Babamın canı sağ olsun ki bacağım evde kala kala iyileşmekle de kalmamış can sıkıntımı patlatacak raddeye geldiğinden odamda volta atmama bile yarıyordu. İçimdeki merak duygusunun beni yiyip bitirmesi yetmezmiş gibi Selma'nın henüz okuldan gelmemesi de ayrı bir sinirlerimi bozuyordu. Odamın içinde kafayı yememe ramak kala kapım ardına kadar açılmış Selma odaya bodoslama dalmıştı. Her zamanki gibi...
Bakışlarımı ona çevirip ümitsizce başımı sallamakla yetinmiştim. "Nerede kaldın Selma? Meraktan öldüm burada," dediğimde bitkin bakan mavi gözlerini devirip bir anda kendini yatağa attı. Onun bu ani refleksi beni şoka sokarken onu konuşturmanın en iyi yolunu düşündüm. Tabii ki de üzerinde dumanı tüten sıcacık bir kupa kahve ve yanına da olmazsa olmazlardan kakaolu bisküvi...

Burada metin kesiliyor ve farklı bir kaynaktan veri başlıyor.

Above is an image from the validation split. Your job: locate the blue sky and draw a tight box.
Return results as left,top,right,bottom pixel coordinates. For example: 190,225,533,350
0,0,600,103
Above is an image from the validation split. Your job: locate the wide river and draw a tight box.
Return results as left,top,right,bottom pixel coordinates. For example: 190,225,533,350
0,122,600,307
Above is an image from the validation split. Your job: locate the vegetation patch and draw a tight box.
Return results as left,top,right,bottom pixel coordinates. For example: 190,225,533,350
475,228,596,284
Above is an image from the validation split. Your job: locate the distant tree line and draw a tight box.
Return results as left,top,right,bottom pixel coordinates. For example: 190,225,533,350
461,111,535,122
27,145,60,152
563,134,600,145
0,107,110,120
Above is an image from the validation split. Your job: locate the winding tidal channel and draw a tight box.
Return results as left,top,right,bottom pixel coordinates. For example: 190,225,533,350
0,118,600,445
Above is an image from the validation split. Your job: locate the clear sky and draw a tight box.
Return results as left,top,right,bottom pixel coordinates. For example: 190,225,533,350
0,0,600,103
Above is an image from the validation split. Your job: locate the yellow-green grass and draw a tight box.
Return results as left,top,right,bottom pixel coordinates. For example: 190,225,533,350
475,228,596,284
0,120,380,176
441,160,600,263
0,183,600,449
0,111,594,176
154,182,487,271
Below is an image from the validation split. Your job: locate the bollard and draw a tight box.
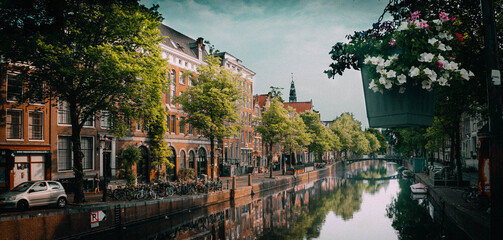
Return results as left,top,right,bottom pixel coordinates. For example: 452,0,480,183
248,173,252,186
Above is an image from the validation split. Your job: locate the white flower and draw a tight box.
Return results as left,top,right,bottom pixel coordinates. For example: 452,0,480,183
421,80,431,90
388,54,398,61
369,80,379,92
418,53,434,62
376,65,386,75
397,21,409,31
384,80,393,89
458,68,470,80
438,77,447,86
379,77,386,85
386,70,396,78
438,32,447,39
396,74,407,85
409,67,419,77
370,57,379,65
423,68,437,82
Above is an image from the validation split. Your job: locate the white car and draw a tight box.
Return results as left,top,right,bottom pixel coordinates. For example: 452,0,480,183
0,180,68,210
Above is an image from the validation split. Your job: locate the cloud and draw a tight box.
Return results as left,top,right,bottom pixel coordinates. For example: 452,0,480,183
142,0,388,126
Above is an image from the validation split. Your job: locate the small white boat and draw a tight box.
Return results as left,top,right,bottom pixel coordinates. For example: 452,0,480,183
410,183,428,194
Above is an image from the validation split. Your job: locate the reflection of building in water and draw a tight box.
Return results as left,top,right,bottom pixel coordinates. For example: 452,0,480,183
157,178,340,240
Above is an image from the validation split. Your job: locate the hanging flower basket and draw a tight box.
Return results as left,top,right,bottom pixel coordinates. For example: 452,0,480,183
325,12,473,128
361,62,435,128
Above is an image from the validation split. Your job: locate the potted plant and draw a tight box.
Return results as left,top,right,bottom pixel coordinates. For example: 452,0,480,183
325,12,473,128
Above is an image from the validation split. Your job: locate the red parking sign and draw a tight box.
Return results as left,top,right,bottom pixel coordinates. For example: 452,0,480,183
91,211,100,223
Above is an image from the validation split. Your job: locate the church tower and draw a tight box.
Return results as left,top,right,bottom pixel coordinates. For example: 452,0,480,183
288,73,297,102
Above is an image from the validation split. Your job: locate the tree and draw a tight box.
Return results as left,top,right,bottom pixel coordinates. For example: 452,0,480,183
283,107,313,165
175,56,243,178
330,113,362,157
255,98,290,177
300,111,338,161
365,128,388,154
0,0,168,203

"Ben seni nasıl konuşturacağımı çok iyi biliyorum Selma Hanım," diye mırıldanıp odamdan çıktım. Pofuduk terliklerimden çıkan hışırtılar eşliğinde merdivenlerden inip kendimi devasa mutfağın kapısından içeri attım. Şimdi işe koyulma zamanı!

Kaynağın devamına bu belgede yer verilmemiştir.